Violences policières : “Lorsque les forces de l’ordre blessent ou tuent, il est très rare qu’il y ait un procès”

Violences policières : 

“Lorsque les forces de l’ordre 

blessent ou tuent, 

il est très rare 

qu’il y ait un procès”

 

Olivier Pascal-Moussellard

Publié le 17/04/20

Illustration de Mathieu Pauget pour Télérama

Mathieu Pauget pour Télérama


 

La parole d’un citoyen, surtout marginal, vaut-elle autant que celle d’un gendarme devant un tribunal ? Non, répond le sociologue Didier Fassin qui montre dans son livre “Mort d’un voyageur. Une contre-enquête”, les biais d’une justice peu égalitaire.

Le 30 mars 2017 à Seur, dans le Loir-et-Cher, un membre de la communauté du voyage est abattu par des gendarmes du GIGN dans la maison de ses parents, auxquels il rendait visite. Angelo Garand, 37 ans, était en cavale : il n’avait pas réintégré la prison (où il purgeait une peine mineure) au terme de sa permission de sortir. Que s’est-il passé exactement ? Très vite, la justice va trancher en faveur des hommes du GIGN : ils ont agi en état de légitime défense, alors qu’Angelo, traqué, les attaquait avec son couteau. Cette version des faits, la famille du voyageur l’a remise en cause depuis le début. Et, sans assister directement au drame qui avait lieu dans la remise (elle se trouvait à quelques mètres, dans la cour de la maison), ce qu’elle a vu et entendu ne colle pas avec le récit officiel. Mais son témoignage n’a jamais été entendu. Parce que toutes les voix ne se valent pas devant un juge. Elle s’est alors tournée vers le sociologue Didier Fassin. Dans Mort d’un voyageur, essai à la fois ramassé, pudique et fracassant dans ses conclusions, Fassin raconte la contre-enquête qu’il a menée, en posant sur un strict pied d’égalité tous les récits qui ont été faits de cette tragédie, celui du père, du premier -adjudant, de la mère, du procureur… Jusqu’à relever des invraisemblances flagrantes dans le discours des gendarmes ; et un déni de justice pour la victime, Angelo Garand, et sa famille.

Vous souhaitiez, en vous penchant sur la mort d’Angelo, accorder le même crédit aux différents récits. N’est-ce pas refaire ce que l’on attend précisément de la justice ?

 
Ce que l’on peut en espérer, en effet. Mais les études sociologiques montrent que c’est rarement le cas, pour deux raisons principales, qu’on retrouve dans cette triste affaire. La relation que les magistrats ont avec les parties dépend notamment de la hiérarchie des crédibilités et de la force des affinités. D’une part, le procureur et le juge tendent à croire plus facilement les gendarmes assermentés que les gens du voyage. D’autre part, ils se sentent institutionnellement et humainement plus proches des premiers que des seconds.
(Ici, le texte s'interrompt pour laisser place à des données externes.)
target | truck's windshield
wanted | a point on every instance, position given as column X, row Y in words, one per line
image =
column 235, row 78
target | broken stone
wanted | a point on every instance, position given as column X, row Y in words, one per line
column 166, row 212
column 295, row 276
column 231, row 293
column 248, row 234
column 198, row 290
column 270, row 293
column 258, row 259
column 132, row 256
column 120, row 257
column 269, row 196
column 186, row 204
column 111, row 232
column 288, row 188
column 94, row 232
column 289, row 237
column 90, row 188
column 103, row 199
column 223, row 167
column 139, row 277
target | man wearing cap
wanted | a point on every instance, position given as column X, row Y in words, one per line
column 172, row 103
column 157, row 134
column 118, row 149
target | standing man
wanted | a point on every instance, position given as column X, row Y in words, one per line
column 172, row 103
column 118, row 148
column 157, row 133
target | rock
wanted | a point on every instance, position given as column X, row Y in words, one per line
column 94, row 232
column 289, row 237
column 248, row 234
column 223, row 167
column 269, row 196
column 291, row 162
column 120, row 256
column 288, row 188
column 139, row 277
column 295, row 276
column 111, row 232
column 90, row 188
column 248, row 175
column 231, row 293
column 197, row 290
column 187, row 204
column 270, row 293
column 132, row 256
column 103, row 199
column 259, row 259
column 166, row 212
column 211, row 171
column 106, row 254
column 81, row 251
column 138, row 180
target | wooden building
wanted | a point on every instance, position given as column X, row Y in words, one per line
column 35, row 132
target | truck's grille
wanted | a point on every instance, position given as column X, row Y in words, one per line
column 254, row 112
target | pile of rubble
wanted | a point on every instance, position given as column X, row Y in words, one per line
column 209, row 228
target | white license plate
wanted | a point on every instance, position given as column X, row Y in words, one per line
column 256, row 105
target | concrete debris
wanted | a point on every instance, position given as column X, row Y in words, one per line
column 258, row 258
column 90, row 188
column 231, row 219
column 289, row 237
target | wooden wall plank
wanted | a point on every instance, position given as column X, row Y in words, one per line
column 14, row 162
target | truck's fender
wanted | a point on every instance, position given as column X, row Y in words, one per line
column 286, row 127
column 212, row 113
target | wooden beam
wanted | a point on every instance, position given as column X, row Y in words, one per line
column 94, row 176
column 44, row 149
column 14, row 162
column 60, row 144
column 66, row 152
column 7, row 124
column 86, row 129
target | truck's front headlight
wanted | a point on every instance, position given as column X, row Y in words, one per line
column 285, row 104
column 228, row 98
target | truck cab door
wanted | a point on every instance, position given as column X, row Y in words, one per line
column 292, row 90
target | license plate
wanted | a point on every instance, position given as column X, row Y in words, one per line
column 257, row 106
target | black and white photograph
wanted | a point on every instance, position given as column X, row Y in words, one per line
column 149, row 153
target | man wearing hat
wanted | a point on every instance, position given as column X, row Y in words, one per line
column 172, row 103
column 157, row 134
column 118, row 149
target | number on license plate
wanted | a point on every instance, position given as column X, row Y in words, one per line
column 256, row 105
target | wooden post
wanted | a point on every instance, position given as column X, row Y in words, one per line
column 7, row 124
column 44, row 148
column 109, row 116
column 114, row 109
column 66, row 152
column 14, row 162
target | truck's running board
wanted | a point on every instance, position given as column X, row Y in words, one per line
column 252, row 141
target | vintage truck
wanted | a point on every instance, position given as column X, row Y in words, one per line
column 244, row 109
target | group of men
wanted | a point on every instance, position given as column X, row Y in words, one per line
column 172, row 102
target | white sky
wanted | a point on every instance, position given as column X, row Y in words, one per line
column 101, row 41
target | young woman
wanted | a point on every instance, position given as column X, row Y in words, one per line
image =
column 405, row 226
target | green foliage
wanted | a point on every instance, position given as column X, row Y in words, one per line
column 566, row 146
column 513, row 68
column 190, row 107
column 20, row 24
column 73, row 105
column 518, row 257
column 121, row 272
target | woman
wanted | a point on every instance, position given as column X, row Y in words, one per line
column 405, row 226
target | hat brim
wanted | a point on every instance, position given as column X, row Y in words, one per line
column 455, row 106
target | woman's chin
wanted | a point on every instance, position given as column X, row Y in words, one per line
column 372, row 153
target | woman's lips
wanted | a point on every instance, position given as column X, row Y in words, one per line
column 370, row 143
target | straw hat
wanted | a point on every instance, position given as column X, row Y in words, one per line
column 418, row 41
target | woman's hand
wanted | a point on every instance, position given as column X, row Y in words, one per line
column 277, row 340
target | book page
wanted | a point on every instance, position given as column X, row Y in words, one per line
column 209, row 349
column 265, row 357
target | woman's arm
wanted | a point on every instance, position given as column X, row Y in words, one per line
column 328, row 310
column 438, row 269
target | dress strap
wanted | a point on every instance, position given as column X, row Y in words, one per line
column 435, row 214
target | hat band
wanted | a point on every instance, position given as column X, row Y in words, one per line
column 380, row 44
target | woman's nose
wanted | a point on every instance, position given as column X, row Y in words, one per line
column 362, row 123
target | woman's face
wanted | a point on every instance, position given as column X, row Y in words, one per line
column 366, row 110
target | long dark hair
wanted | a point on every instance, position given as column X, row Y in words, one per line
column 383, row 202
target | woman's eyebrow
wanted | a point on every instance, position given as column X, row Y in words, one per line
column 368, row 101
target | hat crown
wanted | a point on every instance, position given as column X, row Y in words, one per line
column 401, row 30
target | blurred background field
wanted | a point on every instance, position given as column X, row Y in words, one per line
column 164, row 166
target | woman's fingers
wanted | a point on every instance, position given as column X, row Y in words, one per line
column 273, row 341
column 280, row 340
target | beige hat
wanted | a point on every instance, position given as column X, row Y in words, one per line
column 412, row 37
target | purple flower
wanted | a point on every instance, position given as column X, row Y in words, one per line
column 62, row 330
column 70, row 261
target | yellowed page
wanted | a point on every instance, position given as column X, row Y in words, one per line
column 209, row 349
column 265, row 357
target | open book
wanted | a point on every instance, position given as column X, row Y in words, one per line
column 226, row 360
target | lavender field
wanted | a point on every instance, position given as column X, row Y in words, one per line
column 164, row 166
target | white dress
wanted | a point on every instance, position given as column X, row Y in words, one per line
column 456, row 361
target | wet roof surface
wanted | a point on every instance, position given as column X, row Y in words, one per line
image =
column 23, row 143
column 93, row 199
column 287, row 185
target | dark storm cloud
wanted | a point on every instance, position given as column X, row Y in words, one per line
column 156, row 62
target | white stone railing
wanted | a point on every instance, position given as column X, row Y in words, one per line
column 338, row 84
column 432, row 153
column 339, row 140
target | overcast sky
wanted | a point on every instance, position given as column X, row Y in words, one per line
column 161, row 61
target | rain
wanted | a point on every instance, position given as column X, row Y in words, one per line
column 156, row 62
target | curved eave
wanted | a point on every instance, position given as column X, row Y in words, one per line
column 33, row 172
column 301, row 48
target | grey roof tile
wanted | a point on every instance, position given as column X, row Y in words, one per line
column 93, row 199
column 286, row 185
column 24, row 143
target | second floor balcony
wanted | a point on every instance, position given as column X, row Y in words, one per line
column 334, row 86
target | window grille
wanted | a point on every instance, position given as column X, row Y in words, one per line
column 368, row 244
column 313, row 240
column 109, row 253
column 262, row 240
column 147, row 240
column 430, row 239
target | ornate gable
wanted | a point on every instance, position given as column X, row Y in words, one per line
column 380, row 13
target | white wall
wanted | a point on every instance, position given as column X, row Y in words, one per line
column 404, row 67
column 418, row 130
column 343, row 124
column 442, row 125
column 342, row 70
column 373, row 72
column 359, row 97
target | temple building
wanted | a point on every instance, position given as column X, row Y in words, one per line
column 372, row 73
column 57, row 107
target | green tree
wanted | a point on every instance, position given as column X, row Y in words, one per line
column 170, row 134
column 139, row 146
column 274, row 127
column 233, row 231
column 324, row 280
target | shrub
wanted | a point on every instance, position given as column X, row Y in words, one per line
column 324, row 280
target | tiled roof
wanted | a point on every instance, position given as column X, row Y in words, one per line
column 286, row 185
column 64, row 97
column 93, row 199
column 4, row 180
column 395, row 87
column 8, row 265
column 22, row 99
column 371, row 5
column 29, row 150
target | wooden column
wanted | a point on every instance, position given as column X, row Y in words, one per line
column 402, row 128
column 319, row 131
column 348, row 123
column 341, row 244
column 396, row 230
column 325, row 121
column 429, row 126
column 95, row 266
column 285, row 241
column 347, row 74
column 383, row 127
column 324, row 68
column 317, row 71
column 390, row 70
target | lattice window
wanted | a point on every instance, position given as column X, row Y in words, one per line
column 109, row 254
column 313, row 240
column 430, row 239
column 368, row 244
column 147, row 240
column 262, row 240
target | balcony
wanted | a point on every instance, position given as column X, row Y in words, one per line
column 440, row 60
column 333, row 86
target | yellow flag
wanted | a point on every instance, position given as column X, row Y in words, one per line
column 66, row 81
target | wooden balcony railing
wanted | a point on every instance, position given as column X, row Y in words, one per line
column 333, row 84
Ce sont là des logiques sociales faciles à comprendre, qui conduisent à ce que certaines versions des faits acquièrent immédiatement plus de valeur que d’autres pour la justice. J’ajoute que, lorsque les forces de l’ordre ont tué une personne, la pression est très forte sur les magistrats. Le chercheur, lui, peut se placer à égale distance des uns et des autres, les considérer avec le même respect, car il n’est pas pris dans ces logiques sociales et ne subit pas ces pressions politiques. Il essaie simplement de comprendre.
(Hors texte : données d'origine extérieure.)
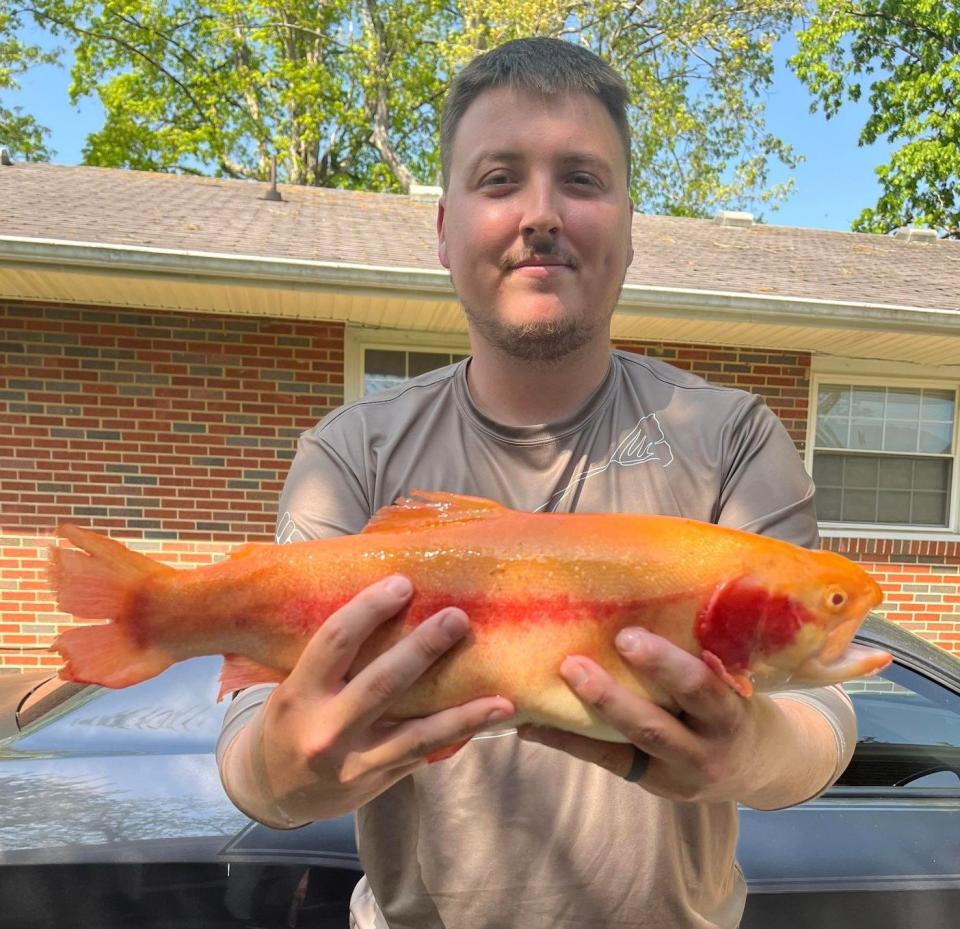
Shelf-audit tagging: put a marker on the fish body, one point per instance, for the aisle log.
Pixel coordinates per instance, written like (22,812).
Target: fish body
(763,613)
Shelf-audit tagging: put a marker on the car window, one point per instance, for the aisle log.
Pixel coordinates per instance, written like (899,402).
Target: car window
(908,733)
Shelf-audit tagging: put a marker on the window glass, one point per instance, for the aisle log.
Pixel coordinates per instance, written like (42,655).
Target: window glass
(884,454)
(384,368)
(908,732)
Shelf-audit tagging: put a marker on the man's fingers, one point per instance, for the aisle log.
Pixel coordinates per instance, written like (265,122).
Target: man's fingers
(614,756)
(378,686)
(333,648)
(697,690)
(412,741)
(648,726)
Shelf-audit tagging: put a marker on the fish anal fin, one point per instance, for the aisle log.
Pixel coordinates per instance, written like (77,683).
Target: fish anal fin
(426,509)
(240,672)
(739,682)
(107,655)
(448,751)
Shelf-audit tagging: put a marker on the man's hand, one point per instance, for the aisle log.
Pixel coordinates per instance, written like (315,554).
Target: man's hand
(320,746)
(721,746)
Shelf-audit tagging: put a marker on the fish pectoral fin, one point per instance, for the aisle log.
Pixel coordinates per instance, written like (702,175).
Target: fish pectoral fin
(426,509)
(240,672)
(248,548)
(448,751)
(107,655)
(738,681)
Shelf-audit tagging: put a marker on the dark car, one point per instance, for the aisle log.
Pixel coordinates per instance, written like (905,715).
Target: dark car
(112,814)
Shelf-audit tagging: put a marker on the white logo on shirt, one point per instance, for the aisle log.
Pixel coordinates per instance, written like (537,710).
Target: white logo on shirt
(287,530)
(645,443)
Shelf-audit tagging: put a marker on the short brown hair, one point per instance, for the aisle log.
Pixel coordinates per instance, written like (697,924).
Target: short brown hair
(538,64)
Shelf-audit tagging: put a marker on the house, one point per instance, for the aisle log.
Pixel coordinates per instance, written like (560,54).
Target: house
(166,338)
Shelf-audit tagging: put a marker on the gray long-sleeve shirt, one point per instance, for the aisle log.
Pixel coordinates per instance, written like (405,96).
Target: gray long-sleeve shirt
(509,833)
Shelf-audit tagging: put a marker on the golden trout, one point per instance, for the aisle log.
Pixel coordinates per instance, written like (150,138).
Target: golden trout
(762,613)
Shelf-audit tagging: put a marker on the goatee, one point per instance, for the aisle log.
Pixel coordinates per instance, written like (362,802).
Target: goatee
(540,342)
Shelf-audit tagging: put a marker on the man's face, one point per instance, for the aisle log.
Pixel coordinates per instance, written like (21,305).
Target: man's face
(535,223)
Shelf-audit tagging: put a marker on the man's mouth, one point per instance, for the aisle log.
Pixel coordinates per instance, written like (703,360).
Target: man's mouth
(542,263)
(541,267)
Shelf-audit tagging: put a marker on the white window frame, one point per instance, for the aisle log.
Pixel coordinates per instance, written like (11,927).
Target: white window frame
(892,374)
(357,339)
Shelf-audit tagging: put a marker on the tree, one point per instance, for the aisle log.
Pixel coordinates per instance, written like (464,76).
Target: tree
(19,131)
(908,54)
(346,93)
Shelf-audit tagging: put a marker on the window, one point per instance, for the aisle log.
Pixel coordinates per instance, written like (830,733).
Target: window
(378,359)
(908,733)
(384,368)
(884,454)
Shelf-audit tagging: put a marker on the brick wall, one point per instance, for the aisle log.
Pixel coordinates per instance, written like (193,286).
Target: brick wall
(920,581)
(169,431)
(173,432)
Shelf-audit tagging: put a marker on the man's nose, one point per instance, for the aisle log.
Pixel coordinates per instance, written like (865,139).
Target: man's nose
(541,210)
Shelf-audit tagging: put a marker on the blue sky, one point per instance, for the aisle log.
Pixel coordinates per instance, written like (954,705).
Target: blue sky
(835,182)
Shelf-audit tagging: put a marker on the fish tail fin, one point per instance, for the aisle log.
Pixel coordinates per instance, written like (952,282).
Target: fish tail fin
(97,581)
(108,655)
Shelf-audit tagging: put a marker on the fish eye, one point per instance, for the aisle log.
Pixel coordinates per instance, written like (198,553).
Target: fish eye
(836,598)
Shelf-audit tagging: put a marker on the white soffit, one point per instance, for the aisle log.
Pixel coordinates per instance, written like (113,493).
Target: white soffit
(155,279)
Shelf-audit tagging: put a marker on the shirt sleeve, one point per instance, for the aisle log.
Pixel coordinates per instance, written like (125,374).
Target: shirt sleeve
(767,490)
(325,492)
(765,487)
(836,707)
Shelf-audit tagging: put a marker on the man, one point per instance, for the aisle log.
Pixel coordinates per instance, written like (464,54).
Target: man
(535,227)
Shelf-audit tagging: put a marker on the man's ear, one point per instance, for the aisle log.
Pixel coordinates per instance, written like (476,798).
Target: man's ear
(441,234)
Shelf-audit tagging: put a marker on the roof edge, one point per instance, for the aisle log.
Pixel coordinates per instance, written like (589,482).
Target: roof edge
(635,299)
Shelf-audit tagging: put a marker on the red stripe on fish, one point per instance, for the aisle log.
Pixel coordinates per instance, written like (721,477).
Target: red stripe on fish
(742,618)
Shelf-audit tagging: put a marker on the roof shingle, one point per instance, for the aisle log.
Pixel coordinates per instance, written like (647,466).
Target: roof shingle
(212,215)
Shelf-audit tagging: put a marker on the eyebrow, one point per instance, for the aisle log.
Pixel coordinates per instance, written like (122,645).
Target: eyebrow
(568,158)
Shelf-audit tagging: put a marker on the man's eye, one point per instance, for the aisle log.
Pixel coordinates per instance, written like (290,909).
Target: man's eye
(495,179)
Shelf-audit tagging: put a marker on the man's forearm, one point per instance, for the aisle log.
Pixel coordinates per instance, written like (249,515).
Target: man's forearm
(798,754)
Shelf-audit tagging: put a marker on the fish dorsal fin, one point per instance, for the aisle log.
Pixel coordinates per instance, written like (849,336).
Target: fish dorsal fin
(427,509)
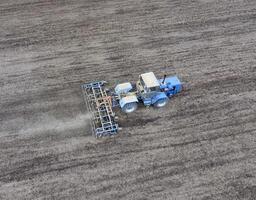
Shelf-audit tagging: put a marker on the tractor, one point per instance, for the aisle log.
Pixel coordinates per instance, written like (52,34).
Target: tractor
(148,90)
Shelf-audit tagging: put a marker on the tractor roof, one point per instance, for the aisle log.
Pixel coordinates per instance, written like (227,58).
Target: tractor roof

À quelles conditions un regard, ou une oreille, neutre sur les récits proposés par les différentes parties est-il possible ?

 
Dans le prologue du livre, je fais référence à Nietzsche, qui dit en substance qu’il y a autant de vérités que de perspectives, chacun ayant la sienne, mais que celui qui multiplie ces perspectives parvient à s’approcher de l’objectivité. C’est ce que j’ai voulu faire en présentant successivement les versions des faits tels qu’ils ont été vécus directement par les deux parents de la victime et les deux gendarmes qui l’ont tuée, ou indirectement par la sœur, le médecin des urgences, le journaliste, le procureur et les juges d’instruction. J’ai très simplement procédé par une série d’entretiens avec les principaux protagonistes, et, pour ceux qui n’ont pas répondu à ma sollicitation, j’ai pu bénéficier des comptes rendus des multiples auditions. Je suis du reste reconnaissant aux magistrats qui m’ont aidé dans ce travail. J’ai ainsi pu reconstituer ces dix versions, un peu à la manière dont procède Akira Kurosawa dans le film Rashomon, qui présente les quatre récits d’un meurtre commis dans le Japon du VIIIe siècle. Évidemment, comme dans le film, les versions que j’ai recueillies diffèrent.

 

Mathieu Pauget pour Télérama


Vous dites justement que vous avez voulu développer une forme expérimentale…

 
En effet, la structure du livre reprend la structure d’une instruction judiciaire. On entend d’abord les témoins : ce sont principalement les deux parents et les deux gendarmes. On réunit ensuite des résultats d’investigations complémentaires : des expertises qui vont de la balistique à l’autopsie. On tente alors de recomposer les faits tels qu’ils ont vraisemblablement pu se passer : c’est la reconstitution finale. Pour restituer cette contre-enquête, je me suis efforcé de produire une écriture subjective à la troisième personne afin d’exprimer le plus justement possible le point de vue de chacun avant de donner ma propre lecture. Celle-ci s’est appuyée sur une réflexion plus théorique sur la question de la vérité et du mensonge dans les affaires judiciaires — question, me semble-t-il, que se posent aussi les magistrats.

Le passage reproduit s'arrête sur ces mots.